If you follow the local news, you’ve probably been seeing stories like these –
ApartmentList.com – In a list of the 10 cities with the fastest growing rents, Vancouver WA comes out on top at 9.8% in the last year. Portland comes in at number 4 at 8.4%. In Portland, the current average price for a 1 bedroom is $1,300, 2 beds $1,550.
KGW News – City data shows average Portland rents rose from $850 in 2008 to $1107 this year. The website Zillow puts the average rent much higher, at $1587. That’s up over 7 percent in a year, which is twice the national average.
So what is a retiree, disabled person, retail worker, cook, gas station attendant to do? In the past, service industry employees moved towards the suburbs.
KGW News – Think moving to the suburbs would save you from rising rents? In the Portland metro area, that’s not exactly the case. Beaverton, Hillsboro, Gladstone and Milwaukie all have average rents of around $1,500 a month.
It’s true; none of these cities are much cheaper than the Portland market.
Oregon House Speaker, Tina Kotek is pushing forward with a proposal to increase the minimum wage to $13 an hour by 2018; it’s now at $9.25. Quick math shows that you would have to work over 100 hours at the proposed rate to afford the current rent of the average Portland apartment. Throw in food, required insurance and other essentials and minimum wage increase aren’t really going to make much of a difference.
I was mulling all of this over in my mind when I came across this article in The Washington Post, called “The Crippling Problem Restaurant-Goers Haven’t Noticed, but Chefs are Freaking Out About”. According to the piece, restaurants are having a very difficult time finding cooks.
It’s also an issue in New York, where skilled cooks are an increasingly rare commodity. “If I had a position open in the kitchen, I might have 12 résumés, call in three or four to [try out] in the kitchen, and make a decision,” Alfred Portale, the chef and owner of Michelin-starred Manhattan restaurant Gotham Bar and Grill, told Fortune recently. “Now it’s the other way around; there’s one cook and 12 restaurants.”
…One of the clearest obstacles to hiring a good cook, let alone someone willing to work the kitchen these days, is that living in this country’s biggest cities is increasingly unaffordable. In New York, for instance, where a cook can expect to make between $10 and $12 per hour, and the median rent runs upward of $1,200 a month, living in the city is a near impossibility. As a result, people end up living far from the restaurants where they work. Add to that how late dinner shifts can end, causing people to arrive home well into the night.

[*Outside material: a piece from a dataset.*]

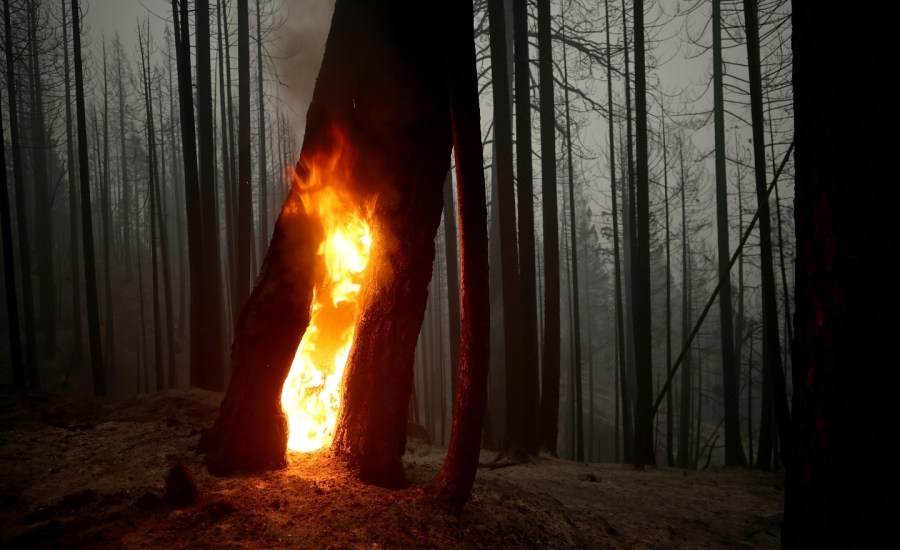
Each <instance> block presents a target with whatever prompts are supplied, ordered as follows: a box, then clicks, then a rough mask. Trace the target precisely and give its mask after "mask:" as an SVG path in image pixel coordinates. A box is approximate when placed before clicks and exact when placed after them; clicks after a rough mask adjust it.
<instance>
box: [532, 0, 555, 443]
mask: <svg viewBox="0 0 900 550" xmlns="http://www.w3.org/2000/svg"><path fill="white" fill-rule="evenodd" d="M537 7H538V74H539V77H540V85H539V86H540V88H539V91H540V111H541V193H542V194H543V198H542V205H543V209H542V212H543V219H544V338H543V343H544V349H543V355H542V357H543V360H542V361H541V365H542V367H543V370H542V372H541V416H540V418H541V423H540V426H539V431H540V440H541V449H542V450H544V451H547V452H548V453H550V454H552V455H556V438H557V434H558V430H559V426H558V424H559V368H560V365H559V363H560V358H559V355H560V350H559V346H560V336H559V333H560V328H559V220H558V217H557V216H558V214H557V202H556V200H557V199H556V120H555V119H556V112H555V109H554V98H553V46H552V43H551V41H550V23H551V22H550V0H538V5H537Z"/></svg>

The story goes on to say that if you figure the significant amounts of debt that culinary students accumulate, it is no wonder that more people aren’t jumping into the profession.
It’s not as if restaurants are cheating workers out of heaping piles of cash, either. There simply isn’t a whole lot of money circulating. The National Restaurant Association estimates that the median profit margin for mid-level establishments (those with average checks of $25 and higher) was 4.5 percent.

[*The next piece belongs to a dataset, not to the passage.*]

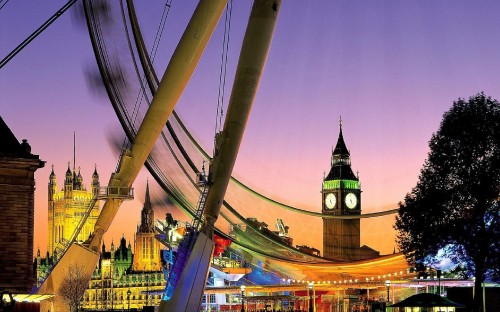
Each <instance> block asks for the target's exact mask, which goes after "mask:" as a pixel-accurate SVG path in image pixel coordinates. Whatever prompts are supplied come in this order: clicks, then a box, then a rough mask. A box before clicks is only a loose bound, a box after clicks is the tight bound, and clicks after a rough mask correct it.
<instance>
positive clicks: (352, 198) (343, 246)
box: [321, 119, 363, 261]
mask: <svg viewBox="0 0 500 312" xmlns="http://www.w3.org/2000/svg"><path fill="white" fill-rule="evenodd" d="M322 197H323V204H322V210H321V211H322V213H323V215H325V216H327V215H342V216H349V215H360V214H361V188H360V185H359V178H358V177H357V176H355V175H354V173H353V171H352V169H351V157H350V154H349V150H348V149H347V147H346V145H345V142H344V137H343V135H342V119H341V120H340V132H339V138H338V140H337V145H336V146H335V149H334V150H333V151H332V159H331V169H330V172H329V173H328V175H327V176H326V177H325V178H324V180H323V188H322ZM361 253H362V252H361V249H360V221H359V218H356V219H332V218H323V256H324V257H325V258H329V259H333V260H345V261H352V260H358V259H360V258H363V257H362V255H361Z"/></svg>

Add the difficult working conditions, job switching and overall burnout of most restaurant kitchens and you have a real problem.
“It’s tiny and hot, not much room to move,” Andy Ricker, the chef and owner of Pok Pok in New York told Grub Street in 2013. “You’re dehydrated, and it’s crazy busy; the floors are greasy; there’s flames and water. It’s not like being in Kitchen Stadium.”
They also point out, the steady inflow of Mexican immigrants who are some of our best cooks, has reversed itself. “By 2012, net migration to Mexico was already zero, or even negative”. The Washington Post article is well worth the time it takes to read.
It’s no wonder that restaurants are looking more and more into automation. There are lots of boring kitchen chores that can be done by electronics and robotics, and many companies are jumping into the field. It makes me wonder what the average restaurant will look like in 20 years.
I don’t see an answer to any of these issues, but they need to be considered by city leaders and our lawmakers unless they want to start tossing Twinkies into the fryolator themselves.
[In the meantime… if anyone knows of a nice, reasonably priced apartment that takes a dog, I’m looking!]